Winner of the American Numismatic Association’s Lifetime Achievement Award at last year’s World’s Fair of Money in Chicago, Mr. Akers became a coin dealer in 1971 and quickly made a professional name for himself first working for Paramount International Coin Corp., then of Englewood, Ohio, and later with his own firm, David W. Akers, Inc.
In 1988-1990 he took over the Paramount slot in the annual four-firm national “Apostrophe Auction” that had started in 1979. Working with Superior, RARCOA and Stack’s, he presented “wow factor” coins from Canada and the United States that were showcased in his 500-lot sale portion of the 2,000-lot sale.
But Mr. Akers’ crowning achievement as an auctioneer was when he sold the collection of John Jay Pittman, past president of the American and Canadian Numismatic Associations, and honorary president of the Sociedad Numismatica de Mexico.
Sold over a three-year period, 1997-1999, the Pittman holdings garnered over $30 million and Akers was noted for accurate and concise cataloging.
Unlike some colleagues of an earlier era who were showmen, Mr. Akers was a numismatist who first analyzed auction records for American gold coins in a series of six volumes published 1975-1982, along with a major work on gold pattern coinage. He also wrote, A handbook of 20th-century United States gold coins, 1907-1933,” published by Bowers & Merena in 1978 and reissued and revised by Zyrus in 2008.
Mr. Akers was a frequent attendee at major auction sales around the country when extraordinarily rare coins were involved.
In 1988, when the second Lord St. Oswald 1794 silver dollar was auctioned by Bowers & Merena, Q. David Bowers said that which of the two coins was better (at MS-63) remains a toss-up. (The Jimmy Hayes collection had the other piece.)
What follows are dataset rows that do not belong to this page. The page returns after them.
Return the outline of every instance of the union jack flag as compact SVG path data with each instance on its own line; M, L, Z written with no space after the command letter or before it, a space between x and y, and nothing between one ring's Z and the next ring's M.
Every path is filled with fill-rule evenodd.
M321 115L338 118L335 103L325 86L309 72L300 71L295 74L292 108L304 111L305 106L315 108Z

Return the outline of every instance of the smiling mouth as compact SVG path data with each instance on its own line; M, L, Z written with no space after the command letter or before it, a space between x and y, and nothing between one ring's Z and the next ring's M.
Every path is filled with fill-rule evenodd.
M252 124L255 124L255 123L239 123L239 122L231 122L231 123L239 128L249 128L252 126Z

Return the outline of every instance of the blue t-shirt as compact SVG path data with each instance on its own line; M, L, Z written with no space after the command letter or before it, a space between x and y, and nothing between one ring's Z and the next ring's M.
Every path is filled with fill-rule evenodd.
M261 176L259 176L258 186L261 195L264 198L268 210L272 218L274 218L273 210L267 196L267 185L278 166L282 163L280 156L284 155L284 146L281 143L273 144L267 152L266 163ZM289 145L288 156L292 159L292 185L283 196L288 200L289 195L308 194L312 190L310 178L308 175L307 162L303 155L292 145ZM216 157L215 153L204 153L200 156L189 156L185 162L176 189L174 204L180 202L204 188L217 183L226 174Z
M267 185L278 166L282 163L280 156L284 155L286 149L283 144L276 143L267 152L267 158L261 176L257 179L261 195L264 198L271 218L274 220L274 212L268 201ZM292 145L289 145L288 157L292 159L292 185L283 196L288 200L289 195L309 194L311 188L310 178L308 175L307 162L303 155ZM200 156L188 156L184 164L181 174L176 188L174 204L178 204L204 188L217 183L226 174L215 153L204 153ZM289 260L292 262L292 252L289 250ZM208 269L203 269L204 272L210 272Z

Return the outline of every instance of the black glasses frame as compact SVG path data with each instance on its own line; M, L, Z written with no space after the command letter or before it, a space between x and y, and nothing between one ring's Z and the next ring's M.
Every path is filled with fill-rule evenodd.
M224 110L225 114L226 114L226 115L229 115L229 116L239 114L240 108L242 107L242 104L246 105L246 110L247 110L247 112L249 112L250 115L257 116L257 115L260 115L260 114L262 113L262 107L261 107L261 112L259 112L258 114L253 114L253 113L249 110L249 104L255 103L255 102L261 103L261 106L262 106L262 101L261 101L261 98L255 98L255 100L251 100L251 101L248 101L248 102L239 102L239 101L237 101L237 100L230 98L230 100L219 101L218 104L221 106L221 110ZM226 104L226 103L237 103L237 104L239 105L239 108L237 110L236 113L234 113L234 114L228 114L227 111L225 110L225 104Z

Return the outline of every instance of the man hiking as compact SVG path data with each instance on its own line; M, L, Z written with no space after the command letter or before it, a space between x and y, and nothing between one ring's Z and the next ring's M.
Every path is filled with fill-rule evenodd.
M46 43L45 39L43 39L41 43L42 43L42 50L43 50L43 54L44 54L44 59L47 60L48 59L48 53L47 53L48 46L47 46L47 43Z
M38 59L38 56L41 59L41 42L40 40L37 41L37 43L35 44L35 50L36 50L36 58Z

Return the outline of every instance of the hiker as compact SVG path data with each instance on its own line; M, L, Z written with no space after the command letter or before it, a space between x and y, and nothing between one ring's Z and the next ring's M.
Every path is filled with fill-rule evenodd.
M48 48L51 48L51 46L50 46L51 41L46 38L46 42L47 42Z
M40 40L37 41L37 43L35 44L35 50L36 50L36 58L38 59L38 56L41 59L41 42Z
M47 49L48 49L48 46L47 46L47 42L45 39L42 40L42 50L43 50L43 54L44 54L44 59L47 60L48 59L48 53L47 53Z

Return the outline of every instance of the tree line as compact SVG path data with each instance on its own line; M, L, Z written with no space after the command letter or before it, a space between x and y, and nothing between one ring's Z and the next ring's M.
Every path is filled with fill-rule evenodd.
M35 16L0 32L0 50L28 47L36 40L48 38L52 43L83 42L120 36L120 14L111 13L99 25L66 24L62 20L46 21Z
Mr. Akers attended that sale and spoke with me prior to the auction. He graded the coin MS-63+ and said that he had come to the sale expecting to buy it. It opened at $75,000 and moved rapidly in $5,000 increments to $80,000, $85,000, then $90,000. Kevin Lipton jumped in with a bid of $100,000, and it was off to the races. When the smoke cleared minutes later, Akers had the bid at $200,000 (a $220,000 total price).
In his writings, Mr. Akers helped chronicle the story of the 1933 $20 gold pieces.
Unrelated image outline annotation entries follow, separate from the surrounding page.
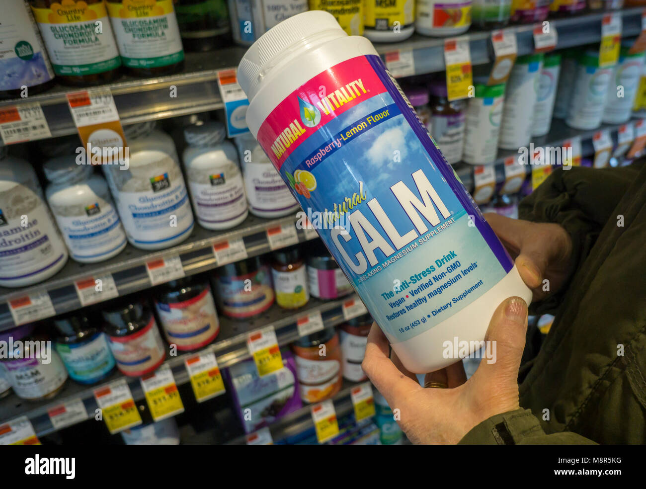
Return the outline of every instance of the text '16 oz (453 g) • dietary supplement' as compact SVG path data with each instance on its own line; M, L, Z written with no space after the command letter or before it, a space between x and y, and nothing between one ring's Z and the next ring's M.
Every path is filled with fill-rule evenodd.
M297 199L320 216L319 234L406 368L457 361L456 338L484 340L508 297L529 302L368 39L306 12L258 39L238 76L252 134L283 178L305 187Z

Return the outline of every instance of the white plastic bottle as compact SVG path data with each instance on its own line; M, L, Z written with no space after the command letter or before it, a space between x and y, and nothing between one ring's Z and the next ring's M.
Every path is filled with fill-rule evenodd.
M268 218L282 217L298 210L298 203L265 152L250 134L235 139L242 165L249 211Z
M506 298L530 302L370 41L327 12L301 14L247 51L238 79L251 133L304 189L301 207L326 222L318 234L410 371L473 351Z
M189 126L182 160L198 222L207 229L228 229L247 218L247 198L238 152L225 140L227 130L213 121Z
M36 172L0 148L0 286L24 287L54 275L67 249Z
M124 129L129 158L103 165L128 240L141 249L163 249L185 240L193 214L175 145L154 123Z
M421 34L444 37L471 26L471 0L417 0L415 7L415 30Z
M77 165L72 156L59 156L43 165L51 183L47 203L63 234L70 256L96 263L118 255L128 242L108 184L90 165Z
M375 43L397 43L415 32L415 0L366 0L364 36Z
M507 81L498 147L518 149L532 139L532 113L543 67L543 53L519 56Z

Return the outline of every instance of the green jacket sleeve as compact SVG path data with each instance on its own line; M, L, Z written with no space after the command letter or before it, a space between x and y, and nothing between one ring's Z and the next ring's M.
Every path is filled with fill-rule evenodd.
M572 432L546 435L538 419L528 409L492 416L472 428L461 445L589 445L594 442Z

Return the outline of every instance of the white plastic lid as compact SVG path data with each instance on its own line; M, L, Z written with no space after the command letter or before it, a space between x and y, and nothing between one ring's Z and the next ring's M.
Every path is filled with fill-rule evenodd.
M194 146L214 146L224 141L227 129L219 121L195 124L184 129L184 139Z
M297 48L307 47L306 39L330 31L335 36L348 36L334 16L322 10L304 12L284 20L247 50L238 66L238 83L249 97L251 92L255 93L256 86L284 56Z

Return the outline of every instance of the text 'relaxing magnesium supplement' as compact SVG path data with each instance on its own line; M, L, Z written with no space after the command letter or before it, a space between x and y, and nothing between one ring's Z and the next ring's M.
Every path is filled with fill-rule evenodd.
M238 76L252 134L286 181L298 172L297 198L406 368L453 363L453 343L482 340L506 298L529 302L370 41L306 12L259 39Z

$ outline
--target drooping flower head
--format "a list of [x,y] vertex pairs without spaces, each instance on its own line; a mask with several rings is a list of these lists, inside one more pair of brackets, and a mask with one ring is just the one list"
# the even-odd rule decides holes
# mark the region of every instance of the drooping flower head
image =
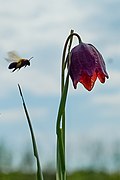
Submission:
[[80,82],[88,91],[92,90],[97,77],[101,83],[108,78],[100,52],[92,44],[83,42],[71,50],[69,73],[75,89]]

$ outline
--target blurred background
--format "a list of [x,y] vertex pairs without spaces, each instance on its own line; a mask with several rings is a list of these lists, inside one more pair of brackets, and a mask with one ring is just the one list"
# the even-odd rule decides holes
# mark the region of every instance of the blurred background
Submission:
[[[102,53],[110,78],[105,84],[97,81],[91,92],[81,84],[74,90],[70,81],[67,170],[70,174],[117,173],[113,179],[120,178],[119,7],[119,0],[0,0],[1,173],[34,174],[36,170],[18,83],[32,119],[42,169],[55,171],[61,56],[64,42],[74,29],[83,42]],[[77,43],[74,40],[74,45]],[[31,66],[11,73],[5,58],[12,50],[23,58],[33,56]],[[77,179],[75,175],[71,178]]]

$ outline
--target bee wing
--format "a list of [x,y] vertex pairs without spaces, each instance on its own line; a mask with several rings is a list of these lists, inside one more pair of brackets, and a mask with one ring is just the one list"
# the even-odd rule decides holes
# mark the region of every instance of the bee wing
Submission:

But super-rarities aside, he also was a discerning buyer of coins of lesser value. At the 1978 Bareford sale by Stack’s, for example, he bought an 1859 $3 gold for “$14,000 in a spirited contest.”
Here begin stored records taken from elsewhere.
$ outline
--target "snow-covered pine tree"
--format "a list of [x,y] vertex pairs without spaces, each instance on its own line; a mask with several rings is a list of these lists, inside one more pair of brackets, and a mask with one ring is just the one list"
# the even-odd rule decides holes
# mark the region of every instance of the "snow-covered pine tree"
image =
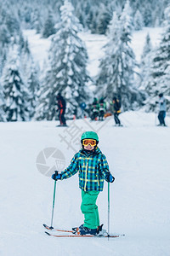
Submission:
[[30,119],[31,119],[36,113],[36,108],[38,102],[37,94],[40,89],[39,68],[35,64],[33,60],[31,61],[31,65],[30,66],[30,73],[27,79],[27,84],[30,95],[30,97],[28,99],[29,115]]
[[[142,86],[148,94],[145,101],[146,111],[153,111],[156,108],[156,101],[159,93],[167,97],[167,110],[170,109],[170,5],[165,10],[165,29],[160,45],[150,56],[150,68]],[[145,83],[144,83],[145,82]]]
[[86,66],[88,54],[79,38],[80,23],[73,15],[71,3],[65,0],[60,8],[61,21],[58,24],[49,49],[48,66],[41,89],[37,119],[56,118],[56,96],[61,91],[67,102],[67,115],[89,98]]
[[133,85],[135,55],[130,46],[132,30],[130,6],[127,1],[120,19],[114,13],[109,26],[105,55],[100,62],[97,79],[99,93],[110,100],[116,95],[122,99],[124,110],[132,109],[140,99]]
[[27,106],[29,93],[20,70],[18,46],[14,44],[8,52],[2,76],[2,85],[5,96],[4,111],[8,121],[29,119]]
[[141,30],[144,26],[144,20],[140,11],[138,9],[134,15],[134,29]]
[[148,33],[145,38],[143,52],[141,55],[140,61],[140,90],[144,91],[144,98],[148,97],[145,90],[148,83],[148,77],[150,73],[151,59],[152,59],[152,45],[150,42],[150,34]]
[[145,43],[144,43],[142,55],[141,55],[141,62],[144,61],[144,58],[151,51],[151,49],[152,49],[152,45],[151,45],[151,42],[150,42],[150,34],[148,33],[146,35]]
[[45,20],[43,31],[42,31],[42,37],[44,38],[48,38],[49,36],[55,34],[56,29],[54,27],[54,20],[53,19],[52,12],[48,11],[48,15],[47,20]]

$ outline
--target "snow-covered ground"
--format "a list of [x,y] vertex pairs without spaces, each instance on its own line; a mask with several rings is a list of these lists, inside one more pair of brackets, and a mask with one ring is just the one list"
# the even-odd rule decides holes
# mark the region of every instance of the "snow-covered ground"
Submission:
[[[124,127],[114,127],[112,118],[103,123],[71,120],[68,128],[56,128],[54,121],[0,123],[1,256],[169,255],[169,128],[156,127],[154,113],[124,113],[121,119]],[[54,181],[38,172],[37,157],[54,147],[63,153],[66,166],[80,148],[71,135],[79,140],[81,129],[99,133],[99,148],[116,177],[110,184],[110,232],[125,237],[108,241],[44,234],[42,224],[51,221]],[[58,182],[54,225],[71,229],[82,224],[77,174]],[[98,205],[107,229],[106,183]]]

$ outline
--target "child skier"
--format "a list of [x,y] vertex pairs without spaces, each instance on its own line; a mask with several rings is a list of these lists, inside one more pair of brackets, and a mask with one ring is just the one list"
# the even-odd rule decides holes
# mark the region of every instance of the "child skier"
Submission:
[[99,217],[96,201],[99,192],[103,190],[104,179],[113,183],[115,177],[109,172],[105,156],[97,146],[97,133],[82,133],[81,143],[82,148],[74,155],[70,166],[60,174],[53,174],[52,178],[63,180],[79,172],[81,210],[84,214],[84,224],[79,227],[79,231],[81,235],[97,235],[99,232]]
In the early 1980s, when I was a consultant with the Food & Agriculture Organization of the United Nations as well as one of their international lawyers, I met with Mr. Akers in the Bahamas (where Paramount International had relocated for foreign proof coin sales to American collectors) and got a real education.
He disclosed that he had actually sketched out and designed many of the new foreign proof issues for a number of countries that Paramount then represented, showing the depth of his numismatic knowledge and also his sense of history. But it was not something that he wanted to be well-known in part because these were modern issues and he viewed them differently than classical coins.
Mr. Akers was Professional Numismatists Guild member No. 279, joining in 1977. He had an undergraduate degree in mathematics and served in Vietnam as an artillery officer. His survivors include his wife, Sharron J. Akers, who worked with him. In 2011, he was in the second class inducted into the PCGS CoinFacts™ Coin Dealer Hall of Fame.
He is one of only two dealers to ever receive all three of the PNG’s three top honors: the Robert Friedberg Literary award, the Abe Kosoff Founders Award, and the PNG Lifetime Achievement award.
Mr. Akers started collecting coins in 1949 when he was 8 years old. A Notre Dame graduate, he obtained a master’s degree in mathematics from Oregon State College.
A memorial service was to be held at 3 p.m. July 25 at the First Methodist Church in Stuart, Fla.
In lieu of flowers memorial contributions in the name of David W. Akers can be made to the Hibiscus Children’s Foundation, 2400 NE Dixie Hwy. Jensen Beach, FL 34957.